Streitpunkt ist die Verteilung von viel Geld. Der Haushaltsrahmen der EU für sieben Jahre bis 2027 (von etwa 1 Billion Euro) soll verabschiedet werden. Dazu kommen etwa 750 Milliarden Euro Corona-Hilfen. Unterhändler des EU-Parlaments und der 27 Mitgliedstaaten hatten sich vor zwei Wochen vorläufig darauf geeinigt, bei der Verteilung einen „Rechtsstaatsmechanismus“ einzubauen. Danach soll Geld nur an diejenigen Mitgliedsländer fließen, die den rechtsstaatlichen Prinzipien der EU gehorchen. Der elegante „Mechanismus“ ergab sich wiederum aus dem Streit darum, ob über die Verwendung der Corona-Hilfen die Empfängerländer (vorwiegend im Süden und Osten der EU) oder die reichsten Geberländer (vorwiegend Deutschland sowie die Mitte und der Norden) entscheiden sollten. Die Aushandlung des entsprechend neuen Regelwerks bot Letzteren eine gute Gelegenheit, den Rechtsstaatsmechanismus in die Haushaltsberatung einzuführen, die Südländer Italien, Spanien und so weiter zu gewinnen und so die Kontrolle über die aufmüpfigen EU-Mitglieder zu gewinnen.

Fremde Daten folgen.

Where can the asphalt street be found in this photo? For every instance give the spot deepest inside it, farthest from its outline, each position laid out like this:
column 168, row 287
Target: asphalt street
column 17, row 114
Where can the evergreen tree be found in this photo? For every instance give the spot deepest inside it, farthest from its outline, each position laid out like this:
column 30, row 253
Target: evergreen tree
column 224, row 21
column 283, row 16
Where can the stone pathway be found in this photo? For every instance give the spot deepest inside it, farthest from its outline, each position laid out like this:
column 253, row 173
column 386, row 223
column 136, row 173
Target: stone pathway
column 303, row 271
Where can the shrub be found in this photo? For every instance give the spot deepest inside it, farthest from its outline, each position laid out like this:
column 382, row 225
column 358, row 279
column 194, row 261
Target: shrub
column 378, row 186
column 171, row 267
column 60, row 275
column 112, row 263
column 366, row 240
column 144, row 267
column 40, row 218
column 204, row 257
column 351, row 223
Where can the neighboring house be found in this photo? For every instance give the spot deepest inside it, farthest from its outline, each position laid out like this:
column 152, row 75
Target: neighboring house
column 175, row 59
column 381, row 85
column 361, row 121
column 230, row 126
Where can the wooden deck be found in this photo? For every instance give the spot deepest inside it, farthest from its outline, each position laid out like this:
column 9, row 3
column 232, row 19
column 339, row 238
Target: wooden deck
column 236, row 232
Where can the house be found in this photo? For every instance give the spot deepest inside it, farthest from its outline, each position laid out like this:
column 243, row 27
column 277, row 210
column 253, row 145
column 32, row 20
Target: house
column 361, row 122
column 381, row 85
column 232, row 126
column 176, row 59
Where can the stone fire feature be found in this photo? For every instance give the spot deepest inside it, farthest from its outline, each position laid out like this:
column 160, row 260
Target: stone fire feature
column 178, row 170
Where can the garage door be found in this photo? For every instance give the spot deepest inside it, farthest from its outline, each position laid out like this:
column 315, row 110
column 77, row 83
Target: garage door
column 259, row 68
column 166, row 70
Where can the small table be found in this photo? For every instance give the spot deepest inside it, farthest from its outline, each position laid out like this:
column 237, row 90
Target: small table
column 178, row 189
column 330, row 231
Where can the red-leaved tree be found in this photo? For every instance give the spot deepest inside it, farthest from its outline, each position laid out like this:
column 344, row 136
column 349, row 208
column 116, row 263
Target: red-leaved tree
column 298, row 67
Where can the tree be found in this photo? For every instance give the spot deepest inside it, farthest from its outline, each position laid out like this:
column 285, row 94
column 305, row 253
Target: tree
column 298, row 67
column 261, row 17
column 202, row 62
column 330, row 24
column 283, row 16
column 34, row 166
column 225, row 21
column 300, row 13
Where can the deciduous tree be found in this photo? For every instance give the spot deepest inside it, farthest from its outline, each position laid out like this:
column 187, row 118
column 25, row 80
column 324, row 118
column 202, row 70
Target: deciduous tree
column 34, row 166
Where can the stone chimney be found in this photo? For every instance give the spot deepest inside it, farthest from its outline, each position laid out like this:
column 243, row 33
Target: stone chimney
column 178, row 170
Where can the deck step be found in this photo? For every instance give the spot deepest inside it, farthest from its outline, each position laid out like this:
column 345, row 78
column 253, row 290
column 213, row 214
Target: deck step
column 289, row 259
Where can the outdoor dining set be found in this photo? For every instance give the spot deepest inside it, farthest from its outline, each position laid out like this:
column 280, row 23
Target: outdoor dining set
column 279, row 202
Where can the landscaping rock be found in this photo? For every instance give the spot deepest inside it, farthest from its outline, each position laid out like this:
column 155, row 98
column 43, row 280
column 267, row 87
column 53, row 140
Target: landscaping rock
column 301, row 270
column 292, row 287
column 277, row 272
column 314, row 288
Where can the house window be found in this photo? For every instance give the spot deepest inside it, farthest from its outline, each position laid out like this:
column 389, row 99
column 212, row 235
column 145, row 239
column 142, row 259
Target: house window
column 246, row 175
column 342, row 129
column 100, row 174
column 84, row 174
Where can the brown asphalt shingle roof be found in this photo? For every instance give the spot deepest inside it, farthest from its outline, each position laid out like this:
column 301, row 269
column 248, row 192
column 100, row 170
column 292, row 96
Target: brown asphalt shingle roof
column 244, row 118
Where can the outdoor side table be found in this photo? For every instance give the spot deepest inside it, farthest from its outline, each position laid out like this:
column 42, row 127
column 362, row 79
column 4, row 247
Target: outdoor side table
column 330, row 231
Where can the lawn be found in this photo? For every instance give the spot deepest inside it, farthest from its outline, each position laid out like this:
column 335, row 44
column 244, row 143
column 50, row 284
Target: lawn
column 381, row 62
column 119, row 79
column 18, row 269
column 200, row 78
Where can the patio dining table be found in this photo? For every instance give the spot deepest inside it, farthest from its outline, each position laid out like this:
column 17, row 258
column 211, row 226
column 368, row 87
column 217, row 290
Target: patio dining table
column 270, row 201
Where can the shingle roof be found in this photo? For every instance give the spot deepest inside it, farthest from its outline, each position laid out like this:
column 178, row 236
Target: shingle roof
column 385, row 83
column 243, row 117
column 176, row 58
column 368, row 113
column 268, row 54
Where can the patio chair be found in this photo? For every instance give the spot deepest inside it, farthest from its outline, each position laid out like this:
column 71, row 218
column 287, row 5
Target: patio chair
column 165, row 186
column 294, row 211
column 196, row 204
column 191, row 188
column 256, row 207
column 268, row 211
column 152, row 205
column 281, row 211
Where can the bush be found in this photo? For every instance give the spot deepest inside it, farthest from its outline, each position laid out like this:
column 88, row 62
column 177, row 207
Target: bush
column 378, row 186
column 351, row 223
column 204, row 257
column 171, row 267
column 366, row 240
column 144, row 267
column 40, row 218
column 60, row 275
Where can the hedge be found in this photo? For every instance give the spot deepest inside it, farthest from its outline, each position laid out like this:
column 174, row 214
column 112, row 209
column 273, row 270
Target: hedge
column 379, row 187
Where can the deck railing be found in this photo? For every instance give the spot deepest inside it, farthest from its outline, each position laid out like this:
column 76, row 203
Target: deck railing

Bei der Beratung des Haushaltsrahmens gilt auch heute noch Einstimmigkeit. Jedes Mitgliedsland hat also beim Geld ein Vetorecht, was ihm die Möglichkeit bietet, seine Interessen in begrenztem Rahmen auch auf anderen Gebieten durch Lästigfallen zu wahren. Der Rechtsstaatsmechanismus selbst kann mit der üblichen qualifizierten Mehrheit (Zustimmung von mindestens 15 Staaten, die mindestens 65 Prozent der EU-Bevölkerung repräsentieren) beschlossen werden. Das wertvolle Veto wird durch den eingebauten Mechanismus also ausgehebelt. Sollte der Mechanismus Bestandteil des Haushaltsrahmens werden, kündigten am Montag vergangener Woche die Regierungschefs Ungarns und Polens, Orbán und Morawiecki, ihr Veto an. Eine EU-Gipfelkonferenz per Video am vergangenen Donnerstag verlief ergebnislos.

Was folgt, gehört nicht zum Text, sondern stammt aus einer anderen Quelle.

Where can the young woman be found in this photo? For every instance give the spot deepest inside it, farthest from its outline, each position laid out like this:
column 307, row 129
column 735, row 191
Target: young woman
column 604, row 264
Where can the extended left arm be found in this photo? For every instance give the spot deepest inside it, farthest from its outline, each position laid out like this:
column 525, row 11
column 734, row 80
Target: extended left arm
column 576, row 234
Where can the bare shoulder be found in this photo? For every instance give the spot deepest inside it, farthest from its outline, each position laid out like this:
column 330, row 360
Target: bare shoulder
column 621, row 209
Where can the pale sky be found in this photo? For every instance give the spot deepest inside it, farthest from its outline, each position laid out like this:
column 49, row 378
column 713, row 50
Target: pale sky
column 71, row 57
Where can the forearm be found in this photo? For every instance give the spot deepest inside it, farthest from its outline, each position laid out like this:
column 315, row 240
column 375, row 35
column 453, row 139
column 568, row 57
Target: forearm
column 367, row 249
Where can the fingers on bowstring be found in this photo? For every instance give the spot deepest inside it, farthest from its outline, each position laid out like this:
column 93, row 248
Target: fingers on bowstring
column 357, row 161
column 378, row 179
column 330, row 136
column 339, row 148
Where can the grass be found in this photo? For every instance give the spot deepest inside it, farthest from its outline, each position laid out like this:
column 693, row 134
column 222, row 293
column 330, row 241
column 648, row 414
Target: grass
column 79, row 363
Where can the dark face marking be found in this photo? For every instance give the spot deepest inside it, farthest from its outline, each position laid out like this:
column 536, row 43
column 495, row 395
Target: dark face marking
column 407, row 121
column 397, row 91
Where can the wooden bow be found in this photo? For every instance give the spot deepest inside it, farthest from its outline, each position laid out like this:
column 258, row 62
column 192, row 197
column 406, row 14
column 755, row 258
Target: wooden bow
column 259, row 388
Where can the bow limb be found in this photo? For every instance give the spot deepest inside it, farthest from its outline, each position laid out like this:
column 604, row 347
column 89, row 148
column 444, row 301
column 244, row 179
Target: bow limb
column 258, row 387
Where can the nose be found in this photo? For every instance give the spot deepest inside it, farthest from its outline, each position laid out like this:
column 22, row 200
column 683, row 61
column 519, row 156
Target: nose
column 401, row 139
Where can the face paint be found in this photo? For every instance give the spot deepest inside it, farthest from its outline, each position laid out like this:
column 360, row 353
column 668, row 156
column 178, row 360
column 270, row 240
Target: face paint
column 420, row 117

So widerlich die Politik der rechtsnationalistischen Regierungsparteien Fidesz in Ungarn und PiS (steht für Recht und Gerechtigkeit) in Polen auch sein mögen, der trickreiche Versuch des EU-Machtapparats, seine Kontrolle über die Mittelvergabe in der Peripherie durchzusetzen, ist noch widerlicher. Der schillernde Begriff Rechtsstaat dient den Mächtigen in der EU, in Deutschland und anderswo zur Durchsetzung der Interessen der mächtigsten EU-Kapitale.

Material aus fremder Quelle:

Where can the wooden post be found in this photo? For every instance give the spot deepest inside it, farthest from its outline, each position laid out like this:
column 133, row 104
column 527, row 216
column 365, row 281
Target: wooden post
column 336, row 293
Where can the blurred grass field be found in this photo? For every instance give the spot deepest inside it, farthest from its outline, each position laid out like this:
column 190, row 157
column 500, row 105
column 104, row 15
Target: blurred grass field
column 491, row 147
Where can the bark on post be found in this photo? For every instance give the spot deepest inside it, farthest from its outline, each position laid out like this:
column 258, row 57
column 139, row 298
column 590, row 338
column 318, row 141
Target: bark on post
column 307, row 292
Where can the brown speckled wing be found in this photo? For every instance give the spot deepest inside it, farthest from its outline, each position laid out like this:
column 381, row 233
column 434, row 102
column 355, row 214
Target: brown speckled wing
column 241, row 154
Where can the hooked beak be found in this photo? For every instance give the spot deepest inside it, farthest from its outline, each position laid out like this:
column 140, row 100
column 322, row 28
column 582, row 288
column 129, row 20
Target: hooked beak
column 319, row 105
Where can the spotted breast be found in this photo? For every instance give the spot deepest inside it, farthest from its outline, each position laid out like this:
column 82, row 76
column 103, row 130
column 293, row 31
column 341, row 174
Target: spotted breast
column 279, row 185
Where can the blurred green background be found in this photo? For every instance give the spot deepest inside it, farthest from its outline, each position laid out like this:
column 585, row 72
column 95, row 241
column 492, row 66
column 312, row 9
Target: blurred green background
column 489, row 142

Wahrscheinlich wird sich ein Kompromiss in der Nähe der Position der EU-Zentralmächte finden. Dafür spricht, dass die Groß- und Kleinkapitalisten Polens und Ungarns großes Interesse an der Mitgliedschaft in der EU einschließlich der Nettozuflüsse aus dem Haushalt haben. Wenn alle Stricke reißen, bleibt als Ersatzlösung die während der Eurokrise bewährte Methode: Der „Wiederaufbaufonds“ von 750 Milliarden Euro würde von einer Koalition der Willigen beschlossen, finanziert und das Geld unter ihren Bedingungen vergeben. Verglichen mit dem brutalen Diktat über Griechenland, Portugal, Zypern, Spanien und Italien vor einigen Jahren sind die gegenwärtigen EU-Regeln fast noch demokratisch.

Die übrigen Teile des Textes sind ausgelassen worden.